A case to consider are the hundreds of nonpostdoc, non-tenure-track
staff scientists employed by NIH’s intramural program. Generally
appointed five years or more after they have received their
doctorates, they lack independent resources and are supervised
(usually one per lab) by senior investigators. Their appointments
can last as long as five years, and annual salaries start
at about $55,000. Noting that many staff scientists’ appointments
have been renewed, Michael M. Gottesman, deputy director for
intramural research, asserts that he “can state unequivocally
that this new professional designation has been a big success
at the NIH” since it was introduced six years ago.
More Studies – and More Money?
According to Hiatt, NRC plans to send the National Needs
report to the NIH director, who will forward it to the Secretary
of Health and Human Services. Hiatt is set to discuss the
report with the director of the National Institute of General
Medical Sciences. An NIH spokesman says the report will be
sent to congressmen who request it.
NRC issued the report six years after the last National Needs
report and almost two years late. More frequent publication,
however, may be in the offing. NIH research training officer
Walter T. Schaffer says that the National Academy of Sciences
(of which NRC is an operating agency) has proposed providing
interim reports to NIH. These would appear every two years
following release of the demographic data on which the National
Needs reports are based.
Marincola and Solomon, meanwhile, are wrapping up a second
phase of their work, in which they’re collaborating with Richard
B. Freeman and Eric R. Weinstein of Harvard and the National
Bureau of Economic Research, a think tank in Cambridge, Mass.

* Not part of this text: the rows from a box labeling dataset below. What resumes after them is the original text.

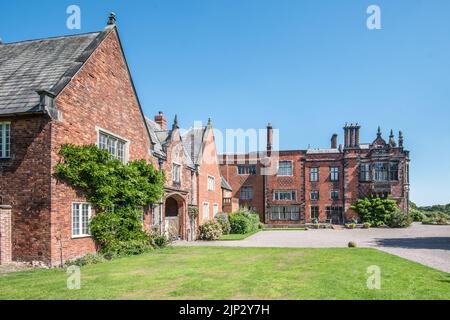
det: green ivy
[55,144,164,254]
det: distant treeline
[410,202,450,215]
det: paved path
[175,223,450,273]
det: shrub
[229,209,260,234]
[149,232,169,248]
[216,212,231,234]
[198,220,222,241]
[387,210,412,228]
[422,212,448,225]
[348,241,358,248]
[409,208,426,222]
[65,253,106,267]
[351,198,398,227]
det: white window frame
[330,190,339,201]
[0,122,11,159]
[207,175,216,192]
[239,186,253,201]
[202,202,210,221]
[277,160,294,177]
[95,127,130,163]
[172,162,183,184]
[71,202,92,239]
[273,190,297,201]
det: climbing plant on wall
[55,144,164,254]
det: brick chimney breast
[155,111,167,130]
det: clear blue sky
[0,0,450,205]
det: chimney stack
[267,123,273,156]
[331,133,337,149]
[348,123,355,147]
[344,123,350,148]
[355,124,361,148]
[398,131,403,148]
[155,111,167,130]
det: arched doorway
[164,195,185,239]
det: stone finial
[398,131,403,148]
[108,12,116,26]
[172,115,179,130]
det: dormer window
[0,122,11,159]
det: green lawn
[0,247,450,299]
[219,230,261,241]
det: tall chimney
[331,133,337,149]
[344,124,349,148]
[355,124,361,148]
[349,123,355,147]
[267,123,273,156]
[155,111,167,130]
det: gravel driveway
[175,223,450,273]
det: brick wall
[0,116,51,263]
[51,30,156,264]
[0,205,12,264]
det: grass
[263,228,306,231]
[219,230,261,241]
[0,247,450,300]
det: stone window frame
[236,164,258,176]
[172,161,183,184]
[330,166,339,182]
[277,160,294,177]
[202,201,210,222]
[206,175,216,192]
[330,189,339,201]
[273,189,297,201]
[309,190,320,201]
[95,126,130,163]
[309,167,320,182]
[0,121,11,159]
[70,201,92,239]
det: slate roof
[145,117,195,169]
[220,177,233,191]
[0,28,112,115]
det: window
[389,162,398,181]
[273,190,296,201]
[330,190,339,200]
[374,162,388,181]
[278,161,292,176]
[237,165,256,175]
[0,122,11,158]
[208,176,216,191]
[311,206,320,221]
[309,168,319,182]
[270,206,301,221]
[203,202,209,221]
[359,163,370,182]
[98,131,126,163]
[309,191,319,200]
[172,163,181,183]
[240,187,253,200]
[330,167,339,181]
[72,203,91,238]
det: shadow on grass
[375,237,450,250]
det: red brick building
[0,15,229,265]
[221,125,409,225]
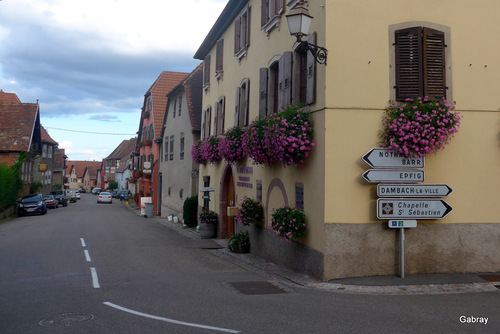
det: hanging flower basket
[271,206,309,241]
[380,97,462,157]
[219,126,247,164]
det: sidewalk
[122,201,500,295]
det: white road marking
[83,249,92,262]
[90,268,101,289]
[104,302,240,333]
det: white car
[97,192,113,204]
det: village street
[0,194,500,334]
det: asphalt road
[0,194,500,334]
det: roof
[104,137,137,160]
[167,63,203,131]
[66,160,101,178]
[146,71,189,138]
[0,101,40,152]
[41,126,59,145]
[194,0,248,60]
[0,89,21,103]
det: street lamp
[286,2,328,64]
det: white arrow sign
[363,148,425,168]
[363,169,424,183]
[377,199,452,219]
[377,184,452,197]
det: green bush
[182,196,198,227]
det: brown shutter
[395,27,423,101]
[259,67,269,119]
[423,28,446,100]
[306,32,317,105]
[260,0,269,27]
[234,17,241,54]
[234,87,241,126]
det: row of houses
[130,0,500,280]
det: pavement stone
[122,205,500,295]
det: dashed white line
[104,302,240,333]
[83,249,92,262]
[90,268,101,289]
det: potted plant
[271,206,309,241]
[198,209,218,239]
[380,97,461,157]
[227,231,250,253]
[236,197,264,226]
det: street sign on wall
[377,184,452,197]
[377,198,452,219]
[387,220,417,228]
[363,148,425,168]
[363,169,424,183]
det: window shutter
[423,28,446,100]
[259,68,268,119]
[306,32,317,105]
[278,51,292,107]
[243,79,250,126]
[219,96,226,134]
[395,27,423,101]
[214,102,219,136]
[234,87,241,126]
[234,16,241,54]
[260,0,269,27]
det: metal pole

(Freeman was also on the committee that drafted the new National
Needs report.) Focusing on 25 prominent cell and molecular
biology labs in the United States, the group is asking all
the principal investigators and many of the postdocs and graduate
students detailed questions about their productivity and career
choices. The study, which the group hopes to publish by year’s
end, examines subjective judgments of productivity rather
than objective measures such as numbers of papers published.
Goldman says he and RAND colleague Valerie Williams may do
a study pursuing topics in the National Needs report in greater
depth. One idea meriting further analysis, he adds, is “increasing
the [NIH] stipend in good times so that when funding is increasing,
the number of positions that are created does not expand as
fast as the funding. Then when funding is leaner, keeping
the rate of stipend growth low so that the number of positions
can be preserved until the next funding increase.”
In a similar vein, the National Needs report recommends regular
cost-of-living increases in stipends and other forms of trainee
compensation. It advocates that such increases “be incorporated
into budget planning, so that stipends are not again allowed
to decline in real value.” Recalls committee chairman Hiatt:
“We urged these changes because they seemed so obvious.”
References
1. P. Smaglik, E. Russo, “NRC report: cap life sciences graduate
school enrollment,” The Scientist, 12[19]:6, Sept. 28, 1998.
2. W.F. Massy, C.A. Goldman, “The production and utilization
of science and engineering doctorates in the United States,”
Stanford Institute for Higher Education Research Discussion
Paper, 1995. This paper is soon due to come out as a book,
The Ph.D. Factory (Bolton, Mass., Anker Publishing Co., 2000).
3. E. Marincola, F. Solomon, “The career structure in biomedical
research: implications for training and trainees,” Molecular
Biology of the Cell, 9:3003-6, 1998.